A blue hole is exactly what it sounds like; a large circular oceanic sinkhole that’s open to the surface. Dean’s Blue Hole is 202 meters (663 feet) deep, second only to the “Dragon Hole” in the South China Sea. Scientists are still trying to solve the many mysteries surrounding Dean’s Blue Hole. Blue holes are research hotbeds with a vast amount of knowledge that can be gained from these sites. Rare and unusual life, remnants of ancient civilizations, and vast amounts of information about the Earth’s past lie within these primeval treasure chests.

Unfortunately, Dean’s Blue Hole has also been called, Divers’ Tomb. As a renowned location for world record breaking freediving competitions, and beautiful tourist destination with little room for mistakes, it’s estimated about 200 people have died here in recent years.

We round the rocky cliff to find what looks like a large swimming pool right on the beach. Cradled by tall rocky cliffs, the brilliant color blue pops against the light beige sand. The closer we get, the center stays shadowed and darkened, resembling more of a meteor strike. We beach the boats, strap on mask and fins, and slip into the water.

When I was a kid, I remember seeing a cleaver donation box at the zoo that collected quarters by showing the spinning effects of gravity and velocity.
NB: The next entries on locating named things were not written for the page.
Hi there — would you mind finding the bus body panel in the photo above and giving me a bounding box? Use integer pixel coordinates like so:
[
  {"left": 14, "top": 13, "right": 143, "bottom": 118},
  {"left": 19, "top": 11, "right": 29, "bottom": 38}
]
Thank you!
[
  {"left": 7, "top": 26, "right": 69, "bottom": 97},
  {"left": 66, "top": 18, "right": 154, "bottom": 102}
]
Drop a coin in and watch it swirl around a funnel-like collection plate into what you hope is a good cause. When I dropped my face into the water at Dean’s Blue Hole, it reminded me of just that. The wide yet shallow sandy entrance pulls your curiosity towards the center of the depths hidden in darkness.

Snorkeling towards the middle, I see the platform that is used in freediving events, floating above the hole’s visual center. Thick metal cables clinging to the platform drop down into the darkness. I gulp in a breath and dive just below the surface. I spin around to see the vertical walls and ledges. My long brown ponytail follows my gaze, twirling around my head in slow motion, as lively as a puppy’s tail. I spot my sand hourglass. It enchants me like a mysterious waterfall, and I swim towards it for a closer look.

We spent several hours soaking up the beauty of this legendary place. Brendan and I take turns spotting each other’s dives. We peer under large ledges that widen the hole’s walls into chambers. We switch up free fin diving down with walking the cables with our hands, poking at our comfort levels with a safety pin. The boys jump off cliffs into the deep water, and we swim laps around the edge to admire the various reef fish, corals, and a different view of the mysterious blue hole itself.

Dean’s Blue Hole is a treasure. Host to dreamy vacations yet bearing a haunting history of tragic accidents. A place where records are set, dreams bloom, lives lost, stories from our planet’s past are written, and hope has sparked ablaze. As we exit the water, a beautiful memorial sits on the hole’s western shore. I think about the people whose name’s etched in granite, and their families. I think about my own family and how I miss them so much. I wonder the possibilities as Brendan starts Scout’s engine, and we all safely zip back home. Grateful for everything.

Back on Belafonte, we cook up dinner and recount the day’s adventures. We tidy up and set our sleep meters for the morning. Tomorrow is going to be a fun one! We have a reservation for a rental car, and it’s been quite awhile since we’ve steered four wheels. The game plan is set, and we head to bed reminiscing in shades of blue and dreaming of endless depths.